Strain-Released Cs₅Cu₃Cl₆I₂ Scintillators by Rb⁺ Doping for High-Resolution X-Ray Imaging

Scintillators with high light yield play a crucial role in medical diagnosis, security inspection, and nondestructive testing. Lead-free copper-based scintillators have recently gained attention for their remarkable luminescence efficiency, stability, and cost-effectiveness. However, their practical application in X-ray detectors is hindered by performance limitations and stability issues. In this study, we propose a strategy of metal ion doping to alleviate lattice strain in the Cs5Cu3Cl6I2 scintillator.

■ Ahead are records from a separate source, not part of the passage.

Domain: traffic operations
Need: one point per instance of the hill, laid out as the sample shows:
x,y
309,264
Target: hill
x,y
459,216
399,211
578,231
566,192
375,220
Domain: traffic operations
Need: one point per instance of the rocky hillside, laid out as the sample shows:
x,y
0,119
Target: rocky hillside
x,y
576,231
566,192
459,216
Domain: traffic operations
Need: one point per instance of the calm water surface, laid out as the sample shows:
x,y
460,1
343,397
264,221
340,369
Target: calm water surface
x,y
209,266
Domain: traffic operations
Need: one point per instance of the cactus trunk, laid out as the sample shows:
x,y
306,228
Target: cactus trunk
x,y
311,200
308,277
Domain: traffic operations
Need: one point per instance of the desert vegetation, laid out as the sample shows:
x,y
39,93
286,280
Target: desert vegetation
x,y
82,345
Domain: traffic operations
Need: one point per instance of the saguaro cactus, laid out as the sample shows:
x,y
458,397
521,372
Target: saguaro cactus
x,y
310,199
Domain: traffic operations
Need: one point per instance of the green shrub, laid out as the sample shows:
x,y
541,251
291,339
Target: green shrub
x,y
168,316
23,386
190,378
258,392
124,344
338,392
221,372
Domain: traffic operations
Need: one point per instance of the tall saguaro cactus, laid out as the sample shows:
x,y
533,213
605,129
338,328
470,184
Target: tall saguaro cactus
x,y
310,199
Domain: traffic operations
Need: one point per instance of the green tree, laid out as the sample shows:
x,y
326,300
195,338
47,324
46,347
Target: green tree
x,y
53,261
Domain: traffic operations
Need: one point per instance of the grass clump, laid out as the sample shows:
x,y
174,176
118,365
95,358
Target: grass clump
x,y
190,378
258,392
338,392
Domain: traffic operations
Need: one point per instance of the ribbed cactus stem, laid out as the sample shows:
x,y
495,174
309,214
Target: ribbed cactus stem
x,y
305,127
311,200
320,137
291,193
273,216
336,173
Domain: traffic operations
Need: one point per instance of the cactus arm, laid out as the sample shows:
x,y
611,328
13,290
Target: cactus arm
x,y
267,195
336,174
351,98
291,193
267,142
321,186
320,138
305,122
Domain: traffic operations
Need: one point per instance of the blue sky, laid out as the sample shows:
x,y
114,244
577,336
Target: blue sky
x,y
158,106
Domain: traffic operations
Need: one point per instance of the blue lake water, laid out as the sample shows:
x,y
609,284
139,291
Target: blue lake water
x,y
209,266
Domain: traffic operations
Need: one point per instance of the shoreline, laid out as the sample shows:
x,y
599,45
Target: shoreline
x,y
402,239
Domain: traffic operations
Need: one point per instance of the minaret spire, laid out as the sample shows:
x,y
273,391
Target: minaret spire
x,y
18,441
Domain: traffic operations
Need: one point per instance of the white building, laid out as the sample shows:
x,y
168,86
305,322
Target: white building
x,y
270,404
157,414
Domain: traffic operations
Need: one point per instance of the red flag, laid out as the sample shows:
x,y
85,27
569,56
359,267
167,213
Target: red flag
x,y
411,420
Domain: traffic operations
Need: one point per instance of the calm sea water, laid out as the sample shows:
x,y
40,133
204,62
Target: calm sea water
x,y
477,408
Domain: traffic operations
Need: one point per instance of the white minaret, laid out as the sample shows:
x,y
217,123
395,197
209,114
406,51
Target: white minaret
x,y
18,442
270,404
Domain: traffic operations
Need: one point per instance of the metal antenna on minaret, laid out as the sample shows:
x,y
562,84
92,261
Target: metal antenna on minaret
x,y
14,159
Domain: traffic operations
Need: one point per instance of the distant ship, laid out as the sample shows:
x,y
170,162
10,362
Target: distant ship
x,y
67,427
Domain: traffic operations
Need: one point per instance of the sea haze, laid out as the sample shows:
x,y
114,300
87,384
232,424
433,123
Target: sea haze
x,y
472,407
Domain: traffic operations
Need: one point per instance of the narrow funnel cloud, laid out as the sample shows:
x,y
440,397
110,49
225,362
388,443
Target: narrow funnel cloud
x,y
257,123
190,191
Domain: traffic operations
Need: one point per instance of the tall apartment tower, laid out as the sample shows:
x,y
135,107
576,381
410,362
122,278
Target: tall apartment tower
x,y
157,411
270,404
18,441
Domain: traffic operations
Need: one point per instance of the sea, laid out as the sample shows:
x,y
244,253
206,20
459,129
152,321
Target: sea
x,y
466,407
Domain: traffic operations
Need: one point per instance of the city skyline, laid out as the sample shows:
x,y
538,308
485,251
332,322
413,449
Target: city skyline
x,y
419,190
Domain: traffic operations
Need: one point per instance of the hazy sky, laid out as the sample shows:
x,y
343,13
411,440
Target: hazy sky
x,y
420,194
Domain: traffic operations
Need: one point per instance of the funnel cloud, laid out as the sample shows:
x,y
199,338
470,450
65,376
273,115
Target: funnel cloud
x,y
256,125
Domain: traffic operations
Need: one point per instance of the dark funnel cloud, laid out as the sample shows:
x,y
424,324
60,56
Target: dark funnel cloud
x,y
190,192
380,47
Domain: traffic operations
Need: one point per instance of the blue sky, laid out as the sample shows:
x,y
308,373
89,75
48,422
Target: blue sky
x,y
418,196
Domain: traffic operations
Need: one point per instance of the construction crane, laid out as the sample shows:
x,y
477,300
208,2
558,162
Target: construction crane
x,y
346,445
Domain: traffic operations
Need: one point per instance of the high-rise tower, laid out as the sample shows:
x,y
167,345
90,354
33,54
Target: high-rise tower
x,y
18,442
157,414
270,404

The incorporation of Rb+ into the scintillator, termed Cs5Cu3Cl6I2:Rb, resulted in outstanding light yield (LY), ultrahigh photoluminescence quantum yield (PLQY), and excellent luminescent stability against heat, humidity, and continuous X-ray irradiation. Additionally, Cs5Cu3Cl6I2:Rb was in situ integrated with a complementary metal oxide semiconductor (CMOS) using blade coating after mixing with polydimethylsiloxane (PDMS). Consequently, the Cs5Cu3Cl6I2:Rb imaging device achieved a high spatial resolution over 10 line-pairs per millimeter, clearly revealing the internal details of objects. This outcome positions Cs5Cu3Cl6I2:Rb as a promising candidate for high-resolution X-ray imaging. The study underscores the significance of strain regulation in enhancing scintillation properties and introduces an effective doping strategy to realize superior scintillators for high-resolution X-ray imaging devices.